Flavorwire’s 2018 Toronto International Film Festival Diary

Our mini-reviews of 15 TIFF titles, including 'First Man,' 'A Star Is Born,' and 'Can You Ever Forgive Me?'

(Sony / Columbia Pictures)


Day Three

The Front Runner, Jason Reitman’s dramatization of the three-week rise and fall of Gary Hart’s 1988 presidential campaign, works best in its first half, as fleet-footed, wisecracking campaign/newsroom comedy/drama. If you’re old enough, the names and details will all roll right back – Hart, Donna Rise, the “Monkey Business” – and as Senator Hart, Hugh Jackman manages to replicate both his righteousness and his charisma (and the trouble the latter would cause).

The back half, in which big questions are asked about Who We Are and What We’ve Become, is less successful; Reitman overstates and oversimplifies his themes, and his attempts to connect to the present don’t hold water (this was the beginning of the end of the separation of news and tabloid, we’re told, but Trump was the quintessential tabloid candidate, and he was elected anyway). But it offers some complexities with regard to gender; Donna Rice (played, sharply, by Sara Paxton) is given real dimension, and when Post reporter Ann Devroy (Ari Graynor) explains that her real problem with Hart is that “I just don’t think he respects women,” well, that is a connection to current events worth drawing.

“I had a book on the New York Times bestseller list,” Lee Israel insists. “This has to count for something!” Turns out it doesn’t; Lee is going through a rough patch, in which she can’t keep a job, can’t pay her rent, and can’t get an advance (“I don’t think the world is waiting on another Fanny Brice biography,” her agent informs her).
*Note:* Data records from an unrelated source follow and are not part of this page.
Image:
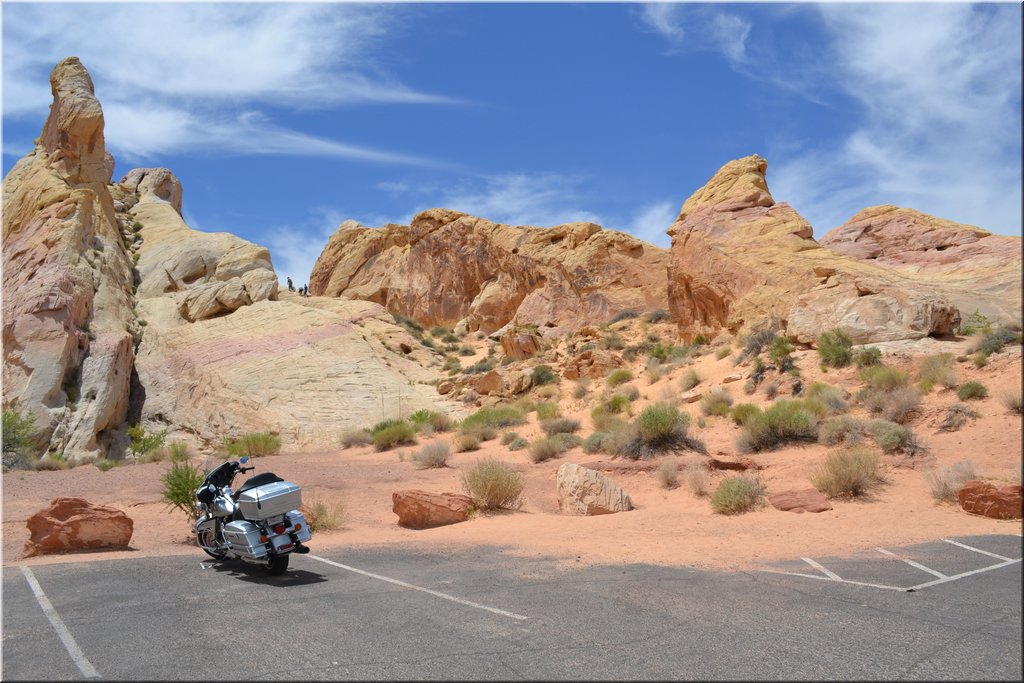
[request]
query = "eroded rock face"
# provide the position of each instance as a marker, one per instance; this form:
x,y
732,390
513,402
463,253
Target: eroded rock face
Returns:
x,y
740,260
420,509
975,269
982,498
449,266
68,319
74,523
586,492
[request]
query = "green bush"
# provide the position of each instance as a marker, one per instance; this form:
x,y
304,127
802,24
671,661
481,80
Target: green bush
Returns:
x,y
560,426
620,376
736,495
780,423
397,434
835,348
494,484
180,483
253,444
543,375
849,471
971,390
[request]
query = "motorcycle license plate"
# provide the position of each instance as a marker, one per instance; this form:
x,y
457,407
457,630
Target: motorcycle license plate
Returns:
x,y
282,543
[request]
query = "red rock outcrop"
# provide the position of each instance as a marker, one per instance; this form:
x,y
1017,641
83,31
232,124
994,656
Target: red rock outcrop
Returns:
x,y
975,269
739,260
420,509
982,498
448,266
74,523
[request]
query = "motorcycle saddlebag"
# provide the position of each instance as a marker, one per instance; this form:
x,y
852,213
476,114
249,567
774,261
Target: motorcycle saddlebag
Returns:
x,y
269,500
243,538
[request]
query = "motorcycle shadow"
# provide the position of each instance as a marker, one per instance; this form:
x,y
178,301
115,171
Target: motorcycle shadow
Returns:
x,y
255,574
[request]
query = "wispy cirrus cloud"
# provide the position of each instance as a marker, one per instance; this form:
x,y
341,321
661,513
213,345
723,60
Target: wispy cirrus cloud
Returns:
x,y
182,77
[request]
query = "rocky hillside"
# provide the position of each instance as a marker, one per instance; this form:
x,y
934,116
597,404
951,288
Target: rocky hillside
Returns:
x,y
449,267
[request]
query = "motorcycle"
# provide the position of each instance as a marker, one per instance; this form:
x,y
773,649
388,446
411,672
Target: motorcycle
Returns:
x,y
259,523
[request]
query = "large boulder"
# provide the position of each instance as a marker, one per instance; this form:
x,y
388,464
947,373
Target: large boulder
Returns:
x,y
740,261
972,267
449,266
420,509
983,498
587,492
74,523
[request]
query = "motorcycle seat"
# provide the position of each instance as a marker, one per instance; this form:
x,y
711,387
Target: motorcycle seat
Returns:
x,y
258,480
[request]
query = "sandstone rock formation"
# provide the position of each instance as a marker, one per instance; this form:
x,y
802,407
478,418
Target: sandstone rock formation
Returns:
x,y
74,523
975,269
983,498
420,509
449,266
740,260
69,328
807,500
586,492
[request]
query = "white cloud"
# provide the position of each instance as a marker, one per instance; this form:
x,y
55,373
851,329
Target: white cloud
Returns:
x,y
186,76
940,129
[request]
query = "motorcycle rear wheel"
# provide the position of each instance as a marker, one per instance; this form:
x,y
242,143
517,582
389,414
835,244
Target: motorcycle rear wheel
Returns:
x,y
278,565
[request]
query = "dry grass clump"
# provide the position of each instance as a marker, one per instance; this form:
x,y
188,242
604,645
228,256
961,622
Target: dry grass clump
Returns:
x,y
946,481
432,455
494,484
737,495
848,471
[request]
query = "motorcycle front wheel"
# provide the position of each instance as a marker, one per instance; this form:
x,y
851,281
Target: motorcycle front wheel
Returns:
x,y
278,565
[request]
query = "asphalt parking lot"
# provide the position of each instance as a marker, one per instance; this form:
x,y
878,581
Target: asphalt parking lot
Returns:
x,y
387,614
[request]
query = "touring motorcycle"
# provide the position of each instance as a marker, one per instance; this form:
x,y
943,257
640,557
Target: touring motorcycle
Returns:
x,y
259,523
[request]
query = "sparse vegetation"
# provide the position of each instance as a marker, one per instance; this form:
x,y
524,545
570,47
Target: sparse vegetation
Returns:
x,y
494,484
847,471
737,495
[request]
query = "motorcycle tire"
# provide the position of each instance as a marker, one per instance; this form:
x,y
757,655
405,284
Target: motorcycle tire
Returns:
x,y
278,565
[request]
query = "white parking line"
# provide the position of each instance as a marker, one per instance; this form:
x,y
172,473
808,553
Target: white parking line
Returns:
x,y
438,594
69,642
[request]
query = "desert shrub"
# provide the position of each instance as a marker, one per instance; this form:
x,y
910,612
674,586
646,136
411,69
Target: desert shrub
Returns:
x,y
847,471
547,411
957,415
180,482
494,484
867,355
560,426
355,437
620,376
397,434
668,474
690,380
736,495
743,412
891,436
464,441
143,442
499,416
946,481
1012,401
716,401
543,375
936,369
970,390
321,514
696,478
432,455
782,422
841,429
835,348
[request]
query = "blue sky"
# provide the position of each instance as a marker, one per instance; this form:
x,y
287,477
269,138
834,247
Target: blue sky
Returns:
x,y
283,120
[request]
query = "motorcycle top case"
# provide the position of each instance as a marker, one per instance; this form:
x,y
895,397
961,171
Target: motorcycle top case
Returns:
x,y
270,500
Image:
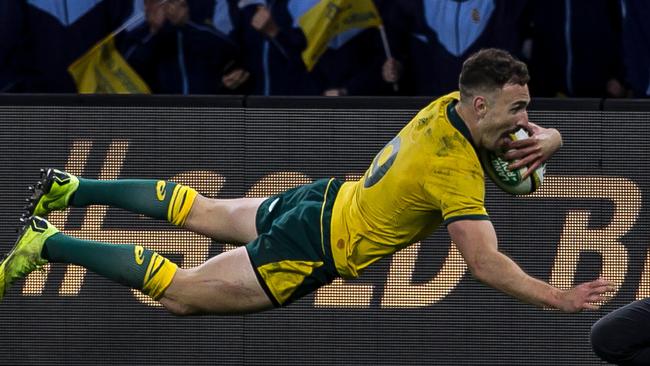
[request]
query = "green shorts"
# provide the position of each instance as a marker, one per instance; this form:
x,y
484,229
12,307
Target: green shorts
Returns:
x,y
292,256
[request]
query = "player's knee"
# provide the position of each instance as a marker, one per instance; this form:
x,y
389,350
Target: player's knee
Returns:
x,y
178,308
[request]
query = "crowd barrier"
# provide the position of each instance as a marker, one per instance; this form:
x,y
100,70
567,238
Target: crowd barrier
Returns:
x,y
419,307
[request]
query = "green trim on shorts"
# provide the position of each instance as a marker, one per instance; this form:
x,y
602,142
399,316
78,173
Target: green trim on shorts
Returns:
x,y
292,255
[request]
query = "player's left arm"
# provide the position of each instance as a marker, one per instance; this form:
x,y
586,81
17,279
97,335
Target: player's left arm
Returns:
x,y
477,242
536,150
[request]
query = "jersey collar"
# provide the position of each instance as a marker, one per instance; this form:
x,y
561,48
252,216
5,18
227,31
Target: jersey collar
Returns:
x,y
458,123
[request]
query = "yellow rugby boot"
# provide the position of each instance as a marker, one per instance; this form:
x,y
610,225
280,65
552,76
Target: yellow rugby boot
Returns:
x,y
26,254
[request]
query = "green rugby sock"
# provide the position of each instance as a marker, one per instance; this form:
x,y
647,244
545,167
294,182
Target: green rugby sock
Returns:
x,y
129,265
154,198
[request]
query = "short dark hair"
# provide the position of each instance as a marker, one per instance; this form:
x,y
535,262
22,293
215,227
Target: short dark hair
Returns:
x,y
490,69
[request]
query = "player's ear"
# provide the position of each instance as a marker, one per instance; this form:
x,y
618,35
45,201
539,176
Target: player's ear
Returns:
x,y
480,106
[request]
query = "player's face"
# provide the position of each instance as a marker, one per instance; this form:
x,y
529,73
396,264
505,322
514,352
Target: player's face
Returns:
x,y
505,113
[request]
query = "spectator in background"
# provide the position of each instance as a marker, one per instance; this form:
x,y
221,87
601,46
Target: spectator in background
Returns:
x,y
39,39
272,46
431,38
184,47
352,63
636,46
576,48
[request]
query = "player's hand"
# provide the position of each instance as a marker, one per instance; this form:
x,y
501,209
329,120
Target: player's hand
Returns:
x,y
586,296
177,12
391,71
535,150
263,22
235,78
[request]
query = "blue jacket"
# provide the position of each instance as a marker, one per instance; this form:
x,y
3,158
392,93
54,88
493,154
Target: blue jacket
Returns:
x,y
636,46
576,47
275,65
188,59
352,60
432,38
41,38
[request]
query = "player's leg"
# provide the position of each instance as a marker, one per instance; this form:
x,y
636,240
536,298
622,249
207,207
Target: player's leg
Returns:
x,y
225,284
225,220
230,220
622,336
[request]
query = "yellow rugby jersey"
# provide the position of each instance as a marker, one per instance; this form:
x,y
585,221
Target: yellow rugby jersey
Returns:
x,y
428,174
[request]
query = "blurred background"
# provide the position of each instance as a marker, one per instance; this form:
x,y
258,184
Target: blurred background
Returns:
x,y
574,48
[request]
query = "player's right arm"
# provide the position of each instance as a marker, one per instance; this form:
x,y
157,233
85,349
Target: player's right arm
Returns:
x,y
477,242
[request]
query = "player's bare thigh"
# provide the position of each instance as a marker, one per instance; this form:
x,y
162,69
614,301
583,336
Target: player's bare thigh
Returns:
x,y
225,220
225,284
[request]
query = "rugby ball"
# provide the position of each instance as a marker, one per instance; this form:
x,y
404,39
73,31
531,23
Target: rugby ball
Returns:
x,y
511,181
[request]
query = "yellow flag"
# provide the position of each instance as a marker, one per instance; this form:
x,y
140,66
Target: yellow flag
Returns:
x,y
103,70
331,17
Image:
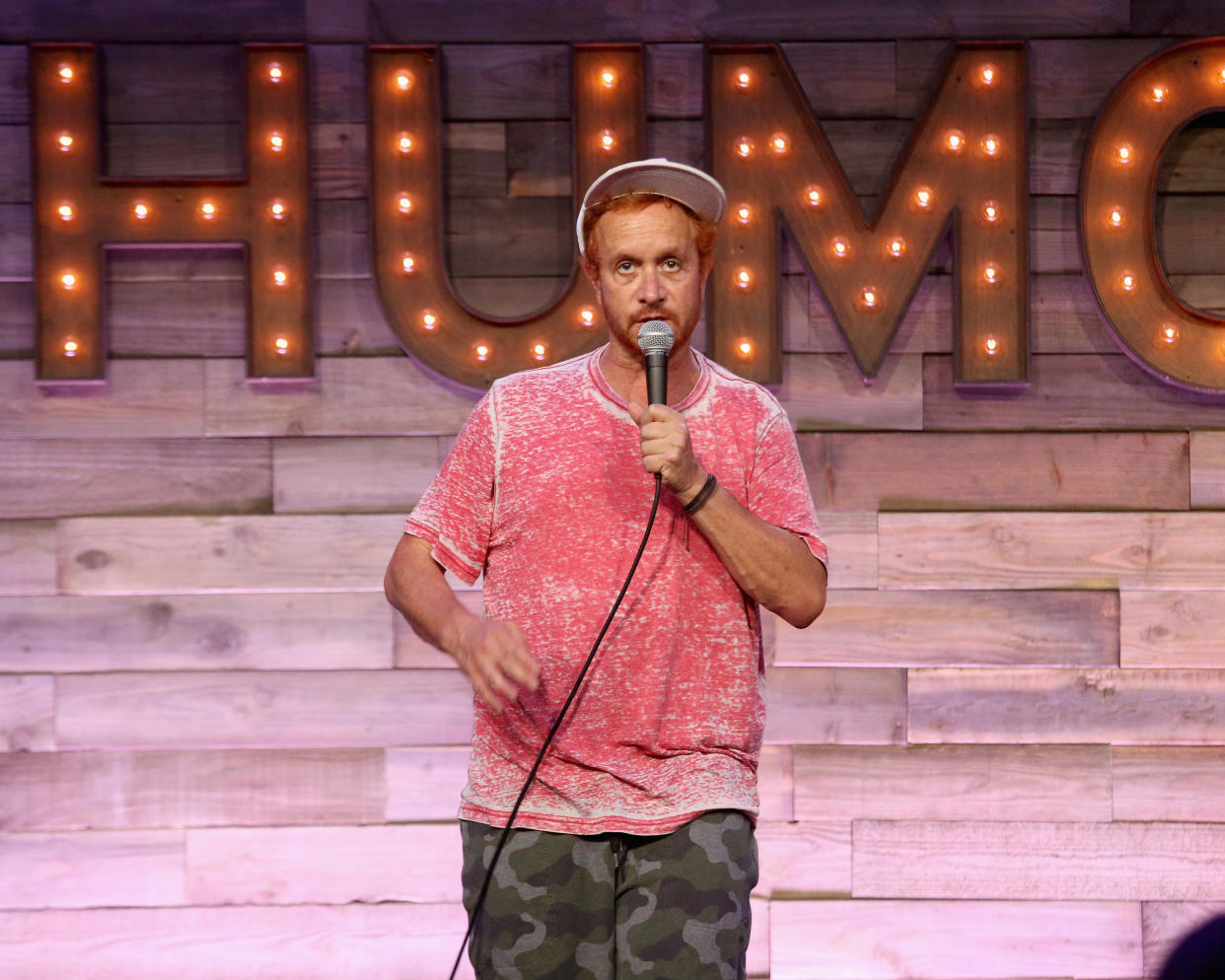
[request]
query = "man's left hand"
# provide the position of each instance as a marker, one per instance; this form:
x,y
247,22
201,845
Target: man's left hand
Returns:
x,y
667,449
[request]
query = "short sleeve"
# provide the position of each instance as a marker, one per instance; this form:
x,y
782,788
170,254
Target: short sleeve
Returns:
x,y
778,488
456,514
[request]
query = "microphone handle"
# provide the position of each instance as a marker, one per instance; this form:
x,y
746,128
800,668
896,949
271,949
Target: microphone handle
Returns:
x,y
657,378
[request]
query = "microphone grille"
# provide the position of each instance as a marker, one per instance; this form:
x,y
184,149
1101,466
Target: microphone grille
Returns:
x,y
656,336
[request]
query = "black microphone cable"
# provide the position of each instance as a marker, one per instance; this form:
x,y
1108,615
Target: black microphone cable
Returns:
x,y
573,692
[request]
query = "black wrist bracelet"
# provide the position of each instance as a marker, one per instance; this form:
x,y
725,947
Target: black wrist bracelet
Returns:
x,y
702,495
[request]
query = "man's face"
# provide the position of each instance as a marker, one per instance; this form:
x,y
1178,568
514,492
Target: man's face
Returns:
x,y
648,269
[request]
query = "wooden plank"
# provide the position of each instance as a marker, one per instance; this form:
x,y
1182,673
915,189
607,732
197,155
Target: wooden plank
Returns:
x,y
27,557
424,784
1013,550
950,627
834,706
261,552
1123,707
142,398
379,473
1039,862
64,476
325,865
129,791
1168,784
91,869
27,713
953,782
1168,923
1208,469
263,710
507,81
1173,629
845,79
953,940
825,390
1068,392
942,471
263,631
354,395
806,859
307,943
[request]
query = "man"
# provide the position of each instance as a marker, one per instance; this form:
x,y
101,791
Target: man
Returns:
x,y
633,852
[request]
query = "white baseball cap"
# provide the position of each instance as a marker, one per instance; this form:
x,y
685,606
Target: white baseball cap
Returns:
x,y
677,181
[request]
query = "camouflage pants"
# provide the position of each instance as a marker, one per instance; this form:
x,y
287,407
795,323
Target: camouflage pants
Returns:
x,y
613,905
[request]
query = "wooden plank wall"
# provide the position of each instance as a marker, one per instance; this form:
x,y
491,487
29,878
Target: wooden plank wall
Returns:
x,y
997,755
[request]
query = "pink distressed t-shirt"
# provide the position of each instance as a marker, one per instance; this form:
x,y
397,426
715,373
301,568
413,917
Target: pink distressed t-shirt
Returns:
x,y
544,493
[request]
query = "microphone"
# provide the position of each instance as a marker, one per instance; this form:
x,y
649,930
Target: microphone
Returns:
x,y
656,339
So she finds herself, as she puts it, “embellishing documents.”

Lee’s is a true story, told in Can You Ever Forgive Me?, adapted from Israel’s memoir for the new film by Marielle Heller (Diary of a Teenage Girl). It’s a wicked, witty treat, with Melissa McCarthy playing Israel as an unapologetically unlikable protagonist, and batting around some truly delicious dialogue with Richard E. Grant, as pretty much her only friend. Some of the exposition is clumsy, and this may just be a movie for writers (and their nightmares). But I didn’t want it to end.